The photography exhibit, Park51’s first big public event, comprises portraits of children from 169 countries who now live in New York City. The opening coincides with the United Nations’ International Day of Peace.
When plans to construct the high-rise Islamic institution were unveiled last year, a heated debate erupted over whether it was insensitive to build it so close to the site attacked by Islamic extremists.
Though the interfaith center’s leaders said the project was rooted in a spirit of cooperation and coexistence, it provoked vocal opposition from some families of 9/11 victims, politicians and others.
The driving force behind much of this opposition was Pamela Geller, editor and publisher of a blog called Atlas Shrugs.
Geller organized a protest of Park51 on the tenth anniversary of Sept. 11 and says she is appalled at the organization’s decision to highlight the photographs of children.
“It is an obvious and cynical attempt to manipulate public opinion and divert attention away from the Islamic supremacist ties, shady financial dealings, and contradictory statements of the mosque organizers,” Geller said in an e-mail.
But Park 51’s photography exhibit is a reminder that the project is quietly moving forward, despite rumors that it had been put on hold.
With $70,000 raised in under two months via KickStarter.com, a funding platform for creative projects, the remodeled space at 51 Park Place will serve as a temporary community center until groundbreaking for the rest of the building.
The project’s developers, led by Park51 Chairman Sharif El-Gamal, have hired a staff of six and continue to hold Muslim prayers at the space, just north of ground zero.
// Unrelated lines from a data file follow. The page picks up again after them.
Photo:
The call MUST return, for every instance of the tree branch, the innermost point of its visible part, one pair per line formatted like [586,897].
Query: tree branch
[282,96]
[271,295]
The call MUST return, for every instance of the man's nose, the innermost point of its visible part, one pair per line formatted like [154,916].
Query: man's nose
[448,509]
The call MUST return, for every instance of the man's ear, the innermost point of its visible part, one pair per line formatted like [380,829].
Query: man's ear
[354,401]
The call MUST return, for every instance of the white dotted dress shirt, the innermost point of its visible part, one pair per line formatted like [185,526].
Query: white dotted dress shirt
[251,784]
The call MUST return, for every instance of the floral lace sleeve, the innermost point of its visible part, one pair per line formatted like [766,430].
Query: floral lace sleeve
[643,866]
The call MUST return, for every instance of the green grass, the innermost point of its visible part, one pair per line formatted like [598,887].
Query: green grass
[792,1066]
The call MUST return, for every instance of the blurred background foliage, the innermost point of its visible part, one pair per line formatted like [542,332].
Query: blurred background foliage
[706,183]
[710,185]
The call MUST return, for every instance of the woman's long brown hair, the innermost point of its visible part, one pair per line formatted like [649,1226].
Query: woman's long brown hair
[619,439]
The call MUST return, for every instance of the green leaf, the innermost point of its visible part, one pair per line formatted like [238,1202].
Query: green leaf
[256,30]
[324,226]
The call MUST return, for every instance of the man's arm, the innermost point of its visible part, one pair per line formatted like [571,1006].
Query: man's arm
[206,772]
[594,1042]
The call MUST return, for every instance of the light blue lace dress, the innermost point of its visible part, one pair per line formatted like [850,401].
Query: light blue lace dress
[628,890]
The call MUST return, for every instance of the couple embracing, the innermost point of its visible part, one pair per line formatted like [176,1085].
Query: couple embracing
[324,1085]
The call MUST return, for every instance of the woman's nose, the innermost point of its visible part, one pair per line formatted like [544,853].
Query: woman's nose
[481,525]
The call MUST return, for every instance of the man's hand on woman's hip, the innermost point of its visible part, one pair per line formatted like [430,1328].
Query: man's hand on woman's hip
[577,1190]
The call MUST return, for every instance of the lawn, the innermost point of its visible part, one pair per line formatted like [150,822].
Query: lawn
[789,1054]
But they are not speculating about a timeline for construction.
In June, El-Gamal parted ways with Imam Feisal Abdul Rauf, the cleric who had been the public face of Park51, over a difference in vision.
At a recent interfaith event honoring 9/11 families, Rauf said his vision to build an American-Muslim identity and enhance multi-faith dialogue hasn’t changed in 20 years.
Even though Rauf isn’t associated with Park51 any longer, he continues to focus his energy on establishing a Muslim center in Chautauqua, New York, with the hope it can be replicated in the United States and around the world.
Park51’s planners say they are committed to their original Lower Manhattan location. They are now seeking to raise $7 to $10 million in financing.
“We have broken some ground, but there are still many hurdles,” Lucas said, pointing to fundraising as the biggest one.
Lucas, who graduated from Harvard Divinity School in 2009, said the upcoming photography exhibition is about showcasing the diversity of New York City, which includes Muslims.
“Islam is not about extremism,” she said. “We can have a meaningful dialogue across religions.”
It’s a message shared by Danny Goldfield, the Brooklyn artist behind the exhibit. He got the idea for his children-focused series while driving from Los Angeles to New York in 2003, right after the war in Iraq started.
“I met Danny Goldfield when Park51 was still a new idea. Danny told me about NYChildren and I said his photographs should be the first event at Park51," El-Gamal said in a statement. "I am proud to say the idea has been realized. Opening this incarnation of the community center is a fantastic accomplishment."
Goldfield photographed children living in New York City’s five boroughs from countries as different as Japan and Zimbabwe and as far apart as Afghanistan and Argentina.
While his pictures have been on display before, this is the first time he has shown them all at once.
The exhibit will be open for approximately three months. Over 700 people have been invited to the opening and Lucas said that others are welcome, too.
“I bring photos together on a wall the same way a space brings people together,” Goldfield said.